EPA proposes crackdown on methane emissions
U.S. EPA today proposed methane rules for new and modified oil and natural gas operations, setting in motion a regulatory apparatus that eventually could cover leakage from the entire sector.
Addressing four of the five segments that EPA considered regulating, the draft rule would require the oil and gas industry to find and repair leaks, capture natural gas from the completion of hydraulically fractured oil wells, limit emissions from new and modified pneumatic pumps on well pads, and limit emissions from several types of equipment used at natural gas transmission compressor stations.
It would not cover emissions from liquids unloading, though the agency will take comment on whether that segment should be added to a final rule.
EPA said the proposed standard for new and modified source methane will help avoid between 340,000 and 400,000 short tons of methane emissions in 2025. It is written under Section 111 (b) of the Clean Air Act, the same section that EPA used to control power plant carbon dioxide pollution. And like the new source carbon rule, the law stipulates that EPA must next consider whether to use Section 111 (d) to rein in existing sources in the same category.
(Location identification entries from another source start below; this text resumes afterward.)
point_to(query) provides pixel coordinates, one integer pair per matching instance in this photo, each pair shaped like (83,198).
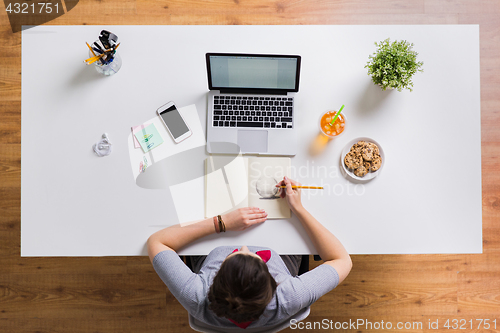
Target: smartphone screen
(174,121)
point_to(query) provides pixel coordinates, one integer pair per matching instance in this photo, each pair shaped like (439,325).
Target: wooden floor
(125,295)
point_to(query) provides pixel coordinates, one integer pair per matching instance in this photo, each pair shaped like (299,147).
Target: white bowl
(369,175)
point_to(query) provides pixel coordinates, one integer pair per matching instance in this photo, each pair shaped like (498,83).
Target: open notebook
(235,182)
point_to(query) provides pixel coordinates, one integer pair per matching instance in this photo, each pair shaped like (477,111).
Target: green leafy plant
(393,65)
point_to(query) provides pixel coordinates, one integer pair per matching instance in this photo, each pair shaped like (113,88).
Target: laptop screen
(253,72)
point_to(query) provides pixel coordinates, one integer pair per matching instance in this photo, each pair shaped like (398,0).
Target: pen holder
(108,68)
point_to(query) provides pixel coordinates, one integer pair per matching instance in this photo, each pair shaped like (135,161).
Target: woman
(238,287)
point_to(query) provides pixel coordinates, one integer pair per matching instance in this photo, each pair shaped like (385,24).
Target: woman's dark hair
(241,289)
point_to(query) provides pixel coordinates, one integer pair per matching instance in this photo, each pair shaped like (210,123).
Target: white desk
(426,200)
The draft rule is combined with rules for volatile organic compounds that EPA air chief Janet McCabe said would complement its reductions.
“Together, these actions set a course for responsible development of this valuable and abundant domestic resource,” she said on a call with reporters. “They will help reduce waste of valuable resources, deliver more product for sale, and they will better protect our climate and our health.”
The methane draft was combined with a proposal that would apply a 2012 rule requiring gas wellheads to use green completion technology on oil-producing wellheads. Another proposal would tighten restrictions for wellheads in ozone nonattainment areas — a restriction that could apply to more operations this fall when EPA releases a long-awaited revision to its ozone rule. Both would capture methane as a co-benefit while limiting volatile organic compounds. A fourth proposal would limit emissions from operations on American Indian lands.
The Bureau of Land Management also is putting the finishing touches on a new rule for venting and flaring on federal lands that will come out in September, and EPA rolled out a new voluntary program for petroleum sources last month.
On a call with reporters yesterday, Mark Brownstein, an associate vice president at the Environmental Defense Fund, said environmentalists were eager to see what the proposal would contribute toward the president’s stated goal for petroleum-sector methane emissions reduction. But he said rules for future operations alone wouldn’t be enough.
“It’s very clear that we’re going to need regulation for existing sources in order to achieve the 40 to 45 percent reduction, so the question will be how far down the road will this particular proposal take us to addressing existing sources and what else could we expect to see from the administration over the coming year to get us there,” he said.
EPA Administrator Gina McCarthy said earlier this year that EPA planned to start with a rule for new and modified petroleum-sector methane sources because that was where the growth in emissions was coming from. She noted that the industry had expressed enthusiasm for voluntary efforts to curb emissions from existing wells and said it would be up to the industry to show progress.
“Hopefully by the time people begin to look at what are the next steps we have to take here beyond what we’ve already announced, that those steps will already have been taken,” she said at the time (Greenwire, Jan. 16).
McCabe said the draft requirements for methane and VOCs would indeed fall short of the 40-45 percent goal, weighing in at roughly a 30 percent reduction compared with 2005 levels. But she noted that other agencies are also taking steps to rein in emissions and that EPA would continue to solicit input to “identify appropriate steps to take” to reduce leakage. The rules will be open for public comment for 60 days after they are published in the Federal Register in the coming weeks.
The oil and gas industry, meanwhile, has said that no additional federal regulation is needed to persuade the sector to reduce emissions. Leaks that are cost-effective to plug are being plugged, petroleum advocates say, because doing so allows gas producers to capture and sell more of their product. And each of these new restrictions from EPA and BLM applies a new “burden” to domestic producers, they contend.
“All of this is in the backdrop of when methane emissions have been dropping according to EPA inventories, and as a result of natural gas use, CO2 emissions from power plants have reached a 27-year low,” Howard Feldman, regulatory chief at the American Petroleum Institute, said on a call yesterday.
Feldman noted that McCarthy has not indicated whether EPA has plans to regulate existing wellheads. And environmentalists also say the agency has scant time to complete such a rulemaking before President Obama leaves office at the beginning of 2017.
Methane reduction is a component of Obama’s broader pledge to limit U.S. greenhouse gas emissions between 26 and 28 percent by 2025 — the core of the U.S. negotiating position ahead of climate negotiations in Paris at the end of this year. And the oil and gas sector is the largest industrial source of methane in the United States, contributing what EPA estimates to be 7 million metric tons of the powerful greenhouse gas pollutant each year (E&ENews PM, April 15). Empirical studies backed by EDF and others put that estimate significantly higher.